I'm trying to create a data frame from a start date and end date, for a number of asset_id's and turn it into a list of half-hours for each asset_id between the start and end date with the values of some_property filled forward.
I've tried Grouped and resample from the documentation and examples from SO but am stumped how to get this done.
Consider example:
some_time = datetime(2018,4,2,20,20,42)
start_date = datetime(some_time.year,some_time.month,some_time.day).astimezone(pytz.timezone('Europe/London'))
end_date = start_date + timedelta(days=1)
start_date = start_date + timedelta(hours=some_time.hour,minutes=(0 if some_time.minute < 30 else 30 ))

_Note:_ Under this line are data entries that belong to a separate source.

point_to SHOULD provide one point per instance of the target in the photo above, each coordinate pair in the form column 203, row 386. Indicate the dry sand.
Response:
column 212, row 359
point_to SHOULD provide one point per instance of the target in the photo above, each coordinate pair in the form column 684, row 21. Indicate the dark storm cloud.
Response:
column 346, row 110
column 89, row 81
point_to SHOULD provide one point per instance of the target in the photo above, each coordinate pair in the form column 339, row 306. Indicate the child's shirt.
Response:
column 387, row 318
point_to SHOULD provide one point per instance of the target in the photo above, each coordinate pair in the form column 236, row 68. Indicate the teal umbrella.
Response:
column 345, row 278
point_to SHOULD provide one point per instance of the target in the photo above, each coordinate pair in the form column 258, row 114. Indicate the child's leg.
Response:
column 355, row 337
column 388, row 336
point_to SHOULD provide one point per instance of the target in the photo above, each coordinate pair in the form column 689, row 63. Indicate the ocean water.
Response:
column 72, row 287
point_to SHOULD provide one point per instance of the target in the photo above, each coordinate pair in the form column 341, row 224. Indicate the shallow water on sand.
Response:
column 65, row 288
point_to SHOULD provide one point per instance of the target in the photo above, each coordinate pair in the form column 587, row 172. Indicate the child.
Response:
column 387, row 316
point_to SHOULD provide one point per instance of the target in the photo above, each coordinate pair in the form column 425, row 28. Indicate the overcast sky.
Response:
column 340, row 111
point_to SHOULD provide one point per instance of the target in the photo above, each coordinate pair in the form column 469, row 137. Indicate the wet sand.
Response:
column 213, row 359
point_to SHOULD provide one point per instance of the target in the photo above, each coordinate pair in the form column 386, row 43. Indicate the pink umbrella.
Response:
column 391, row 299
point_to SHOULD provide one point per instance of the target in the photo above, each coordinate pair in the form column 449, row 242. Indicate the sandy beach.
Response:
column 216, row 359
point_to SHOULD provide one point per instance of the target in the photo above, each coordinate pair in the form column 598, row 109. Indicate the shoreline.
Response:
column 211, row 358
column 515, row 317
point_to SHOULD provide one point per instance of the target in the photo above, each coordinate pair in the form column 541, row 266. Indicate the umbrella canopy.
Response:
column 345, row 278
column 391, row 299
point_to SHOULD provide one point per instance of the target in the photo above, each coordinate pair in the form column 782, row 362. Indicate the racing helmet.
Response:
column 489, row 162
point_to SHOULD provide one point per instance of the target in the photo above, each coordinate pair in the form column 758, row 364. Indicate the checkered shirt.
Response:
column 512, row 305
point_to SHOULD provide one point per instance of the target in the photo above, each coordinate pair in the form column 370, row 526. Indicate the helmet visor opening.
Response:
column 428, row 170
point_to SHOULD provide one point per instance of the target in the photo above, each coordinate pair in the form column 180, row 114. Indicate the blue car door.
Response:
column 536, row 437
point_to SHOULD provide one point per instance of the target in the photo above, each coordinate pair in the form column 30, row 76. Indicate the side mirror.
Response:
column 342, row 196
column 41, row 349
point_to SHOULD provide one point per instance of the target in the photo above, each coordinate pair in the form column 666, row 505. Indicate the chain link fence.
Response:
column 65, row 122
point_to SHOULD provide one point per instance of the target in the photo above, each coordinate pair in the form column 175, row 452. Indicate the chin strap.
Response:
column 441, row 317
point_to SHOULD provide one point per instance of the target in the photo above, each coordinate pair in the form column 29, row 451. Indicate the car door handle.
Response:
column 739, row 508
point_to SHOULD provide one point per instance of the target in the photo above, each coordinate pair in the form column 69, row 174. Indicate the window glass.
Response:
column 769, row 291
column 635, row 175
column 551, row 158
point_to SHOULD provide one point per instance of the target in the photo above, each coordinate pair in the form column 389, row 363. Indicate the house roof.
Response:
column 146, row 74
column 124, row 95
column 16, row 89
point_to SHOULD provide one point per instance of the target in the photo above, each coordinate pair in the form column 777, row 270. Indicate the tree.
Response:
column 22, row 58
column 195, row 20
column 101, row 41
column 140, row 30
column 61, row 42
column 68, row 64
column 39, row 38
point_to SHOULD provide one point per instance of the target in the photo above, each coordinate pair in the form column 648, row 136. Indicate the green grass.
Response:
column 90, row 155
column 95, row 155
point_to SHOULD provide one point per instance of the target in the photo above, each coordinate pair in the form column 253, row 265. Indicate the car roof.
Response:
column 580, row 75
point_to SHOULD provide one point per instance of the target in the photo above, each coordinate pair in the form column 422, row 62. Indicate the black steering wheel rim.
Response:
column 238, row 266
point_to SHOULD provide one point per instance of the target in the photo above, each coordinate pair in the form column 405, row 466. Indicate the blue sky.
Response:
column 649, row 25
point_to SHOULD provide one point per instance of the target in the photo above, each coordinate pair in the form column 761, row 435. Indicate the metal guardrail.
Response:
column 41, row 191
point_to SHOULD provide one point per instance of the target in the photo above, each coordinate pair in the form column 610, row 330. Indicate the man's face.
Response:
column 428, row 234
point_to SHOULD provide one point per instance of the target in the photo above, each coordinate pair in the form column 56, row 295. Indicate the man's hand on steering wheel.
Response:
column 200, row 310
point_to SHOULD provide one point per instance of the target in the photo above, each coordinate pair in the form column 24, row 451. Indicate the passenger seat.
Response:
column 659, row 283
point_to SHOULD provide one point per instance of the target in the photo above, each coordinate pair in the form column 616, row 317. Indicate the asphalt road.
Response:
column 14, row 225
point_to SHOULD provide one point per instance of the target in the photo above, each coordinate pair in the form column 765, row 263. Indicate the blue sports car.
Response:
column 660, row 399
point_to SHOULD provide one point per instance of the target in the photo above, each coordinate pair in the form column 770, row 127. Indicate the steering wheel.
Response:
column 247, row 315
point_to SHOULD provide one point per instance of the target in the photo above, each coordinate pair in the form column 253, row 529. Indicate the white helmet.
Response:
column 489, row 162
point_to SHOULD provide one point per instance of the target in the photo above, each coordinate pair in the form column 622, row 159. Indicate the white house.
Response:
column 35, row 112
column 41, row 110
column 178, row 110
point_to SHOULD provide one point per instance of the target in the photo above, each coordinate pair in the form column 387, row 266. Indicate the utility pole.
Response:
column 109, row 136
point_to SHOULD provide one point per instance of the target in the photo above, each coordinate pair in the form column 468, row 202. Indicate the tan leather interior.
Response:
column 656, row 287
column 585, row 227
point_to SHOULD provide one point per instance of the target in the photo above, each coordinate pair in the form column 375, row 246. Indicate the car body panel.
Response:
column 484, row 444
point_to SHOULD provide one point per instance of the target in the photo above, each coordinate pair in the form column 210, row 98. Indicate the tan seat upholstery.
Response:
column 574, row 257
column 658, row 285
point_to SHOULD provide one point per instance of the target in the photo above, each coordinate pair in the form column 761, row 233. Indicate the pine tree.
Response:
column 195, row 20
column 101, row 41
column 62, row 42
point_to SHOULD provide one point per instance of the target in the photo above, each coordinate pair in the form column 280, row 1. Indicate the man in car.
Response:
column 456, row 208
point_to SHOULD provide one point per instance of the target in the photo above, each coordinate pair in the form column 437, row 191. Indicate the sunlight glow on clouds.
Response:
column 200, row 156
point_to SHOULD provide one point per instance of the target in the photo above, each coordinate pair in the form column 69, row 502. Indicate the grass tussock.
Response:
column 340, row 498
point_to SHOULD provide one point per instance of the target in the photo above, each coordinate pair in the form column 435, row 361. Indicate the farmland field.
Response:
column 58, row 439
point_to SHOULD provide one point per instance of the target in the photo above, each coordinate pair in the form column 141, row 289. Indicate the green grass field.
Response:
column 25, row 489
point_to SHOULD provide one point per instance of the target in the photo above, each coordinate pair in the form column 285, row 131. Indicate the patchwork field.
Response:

df = pd.DataFrame(['A','B'],columns=['asset_id'])
df2=df.copy()
df['HH'] = start_date
df2['HH'] = end_date
df['some_property']=0
df.loc[df['asset_id']=='B','some_property']=2
df = df.append(df2)
print(df)
Example df:
HH asset_id some_property
0 2018-04-02 20:00:00+01:00 A 0.0
1 2018-04-02 20:00:00+01:00 B 2.0
0 2018-04-03 00:00:00+01:00 A NaN
1 2018-04-03 00:00:00+01:00 B NaN
My desired df is this:
HH asset_id some_property
0 2018-04-02 20:00:00+01:00 A 0
4 2018-04-02 20:30:00+01:00 A 0
6 2018-04-02 21:00:00+01:00 A 0
...
2 2018-04-03 00:00:00+01:00 A 0
1 2018-04-02 20:00:00+01:00 B 2
5 2018-04-02 20:30:00+01:00 B 2
...
3 2018-04-03 00:00:00+01:00 B 2
example by dumb for-loop as below.
for ii in range(1,((24-some_time.hour)*2)-1):
temp_time = start_date + timedelta(minutes=30*ii)
for jj in ['A','B']:
df2 = df.append({'asset_id':jj,'HH':temp_time,'some_property':(0 if jj=='A' else 2)},ignore_index=True)
df = df2
df.loc[2,'some_property']=0
df.loc[3,'some_property']=2
Can anyone help? I'm trying to create dummy data and having trouble. In reality my dummy data will have multiple rows per asset_id before resampling and ffill-ing.
Update
This might be on the right track:
df2 = df.set_index('HH').groupby('asset_id').resample('30T').ffill().drop('asset_id',axis=1)
gives me:
some_property
asset_id HH
A 2018-04-02 20:00:00+01:00 0.0
2018-04-02 20:30:00+01:00 0.0
2018-04-02 21:00:00+01:00 0.0
...
2018-04-03 00:00:00+01:00 NaN
B 2018-04-02 20:00:00+01:00 2.0
2018-04-02 20:30:00+01:00 2.0
...
2018-04-03 00:00:00+01:00 NaN
I'm happy to have gained a multindex and can set the last datetime manually (or can exclude row actually).
Does this look like a sensible method? If so, question answered!